Example of corporation tax
John and Jane Smith decide to form a limited company together. They call it J & J Smith. In its first year, J & J Smith Ltd makes a pre-tax profit of £150K. The company pays £28.5K corporation tax on this, leaving it with a net profit of £121.5K. This profit belongs to the company J & J Smith, not John and Jane directly.
John and Jane are, however, J & J Smith’s sole directors and owners. What happens with this profit is, therefore, entirely up to them to decide.
They can choose to leave it in the company (perhaps to finance investment for future growth). Alternatively, they can withdraw some or all of it to increase their private income. If they withdraw it, they will be taxed on the income as private individuals.
For example, if they pay themselves a salary and/or award themselves bonuses, they will pay income tax and national insurance on this income. If they pay themselves dividends, these will be subject to dividend tax.
Minimising corporation tax
At a basic level, corporation tax is paid on a company’s profits. That means everything that is left over after all allowable expenses. It is, therefore, important to ensure that businesses claim all allowable expenses.

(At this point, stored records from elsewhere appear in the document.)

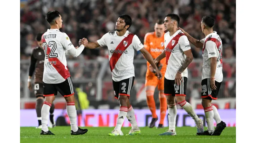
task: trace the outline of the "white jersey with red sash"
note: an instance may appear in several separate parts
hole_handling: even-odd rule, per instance
[[[119,36],[116,31],[113,31],[106,33],[97,42],[101,46],[108,47],[110,70],[114,81],[135,76],[134,50],[138,51],[144,47],[137,35],[127,31],[123,36]]]
[[[184,51],[191,49],[188,37],[181,30],[178,30],[172,35],[169,32],[164,34],[164,47],[167,65],[164,77],[167,79],[173,80],[177,72],[186,59]],[[188,77],[187,68],[181,73],[182,76]]]

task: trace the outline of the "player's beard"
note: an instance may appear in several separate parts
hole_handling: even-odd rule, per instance
[[[122,28],[121,29],[115,29],[115,30],[116,30],[116,31],[117,31],[119,32],[119,31],[121,31],[123,30],[124,30],[124,29],[125,29],[125,26],[124,26],[124,28]]]

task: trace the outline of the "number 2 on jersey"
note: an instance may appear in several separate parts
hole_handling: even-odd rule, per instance
[[[218,48],[218,49],[219,54],[219,56],[217,59],[217,61],[219,61],[222,58],[222,45],[220,44],[218,48]]]
[[[57,44],[56,42],[53,41],[50,41],[48,43],[48,47],[51,48],[51,50],[50,52],[49,55],[47,54],[47,44],[46,42],[44,42],[42,44],[44,50],[45,58],[56,58],[58,57],[58,54],[55,53],[55,51],[57,48]]]

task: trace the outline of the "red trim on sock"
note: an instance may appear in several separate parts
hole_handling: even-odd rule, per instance
[[[130,107],[128,109],[128,110],[127,110],[127,112],[129,112],[130,111],[131,111],[132,110],[132,107],[131,106],[131,105],[130,106]]]
[[[185,94],[175,94],[175,96],[186,96],[186,95]]]
[[[173,105],[167,105],[167,106],[168,106],[168,108],[172,108],[172,107],[174,107],[176,105],[176,103],[173,104]]]
[[[180,102],[178,103],[178,104],[181,106],[181,107],[182,107],[182,106],[184,106],[184,105],[186,104],[186,103],[187,101],[186,101],[186,100],[184,100],[181,102]]]
[[[214,98],[214,97],[212,97],[211,95],[209,95],[207,96],[201,96],[201,97],[202,97],[202,98],[206,98],[208,96],[210,97],[211,97],[211,98],[213,100],[217,100],[217,99],[218,99],[218,98]]]
[[[48,95],[44,95],[44,96],[54,96],[54,94],[49,94]]]
[[[52,106],[52,104],[47,101],[44,101],[44,104],[46,104],[50,107]]]
[[[121,111],[127,112],[128,111],[128,109],[127,108],[127,107],[121,106],[120,107],[120,109],[119,109],[119,111]]]
[[[206,108],[204,108],[203,110],[205,112],[209,112],[212,110],[212,107],[211,106],[206,107]]]

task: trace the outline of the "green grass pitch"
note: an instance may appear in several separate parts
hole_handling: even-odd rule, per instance
[[[50,130],[55,135],[41,135],[41,130],[34,127],[20,127],[21,143],[234,143],[236,142],[236,128],[227,127],[219,136],[196,135],[195,127],[176,127],[177,136],[159,136],[158,134],[165,132],[168,127],[157,129],[148,127],[140,128],[139,135],[109,136],[114,127],[81,128],[88,129],[83,135],[71,135],[70,126],[57,126]],[[122,128],[125,135],[130,127]],[[205,127],[205,129],[207,129]]]

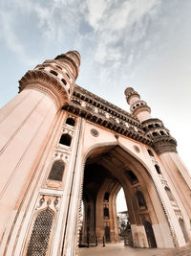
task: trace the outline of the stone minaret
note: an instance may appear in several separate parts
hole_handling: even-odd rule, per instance
[[[28,223],[31,220],[34,221],[29,215],[29,209],[31,213],[33,211],[30,207],[39,207],[40,210],[46,203],[55,211],[56,205],[61,203],[59,195],[55,197],[56,193],[52,193],[47,197],[50,194],[47,190],[41,196],[39,188],[43,184],[45,153],[48,149],[51,151],[55,140],[53,136],[60,127],[61,108],[73,95],[79,65],[80,55],[76,51],[37,65],[20,80],[19,94],[0,110],[1,255],[21,255],[23,246],[25,252],[22,255],[25,255],[27,245],[23,241],[28,232],[25,221],[27,219]],[[52,212],[54,215],[50,210],[48,218],[52,218]]]

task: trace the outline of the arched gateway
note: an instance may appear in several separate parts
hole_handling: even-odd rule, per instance
[[[77,52],[28,71],[0,110],[0,254],[74,256],[117,243],[125,193],[133,245],[190,242],[190,175],[176,140],[133,88],[130,112],[75,84]],[[81,223],[81,204],[84,221]]]

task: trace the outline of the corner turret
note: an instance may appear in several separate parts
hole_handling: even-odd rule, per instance
[[[132,87],[125,89],[125,96],[130,105],[131,114],[142,124],[145,135],[153,141],[153,148],[159,154],[163,152],[176,152],[177,141],[170,135],[163,123],[157,118],[151,117],[151,108],[140,100],[139,94]]]
[[[19,81],[19,92],[24,89],[36,89],[47,93],[57,108],[66,105],[74,89],[78,76],[80,55],[70,51],[29,70]]]

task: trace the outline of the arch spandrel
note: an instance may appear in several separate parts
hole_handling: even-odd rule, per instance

Expenses that can be deducted before corporation tax is calculated are generally known as tax-deductible expenses (or just tax-deductibles). As a rule of thumb, any expenses that relate to essential purchases are likely to be tax-deductible.
Understanding what is and isn’t legally considered an essential purchase can, however, be complicated. For this reason, it’s generally best to have company accounts prepared by a qualified accountant. This ensures that you pay your tax liability in full but do not overpay.
Corporation tax and other taxes
Corporation tax is separate from other taxes but it can influence them. Here is a quick guide to what this can mean in practice.
Corporation tax and income tax
Corporation tax is paid by the company itself. If company funds are used to pay employees/workers and/or service providers (e.g. freelancers), it will lower the company’s pre-tax profits. This will mean that the company pays less corporation tax. The people paid by the company, however, will need to pay income tax and national insurance on the money they receive.
Regular employees (and service providers) will typically need to be paid the going market rate for their services. Directors who are also employees are mandated to pay themselves at least the minimum wage. They can choose to pay themselves more but not less.
Directors who are employees also have the option to divert regular income into pension contributions. These are counted as part of their pay but are not liable for income tax or national insurance (subject to certain limits).
Corporation tax and dividend tax
Dividends are paid out of a company’s post-tax profits. This means that, in itself, paying dividends will not reduce the amount of corporation tax a company pays. If, however, directors who are employees take payment in dividends rather than a salary, it will reduce the company’s liability for employers’ national insurance. This may increase the company’s profits and hence its liability for corporation tax.
The shareholders who receive the dividends will be liable for dividend tax. This may, however, be more economical for them than paying income tax and national insurance on a salary and/or a bonus.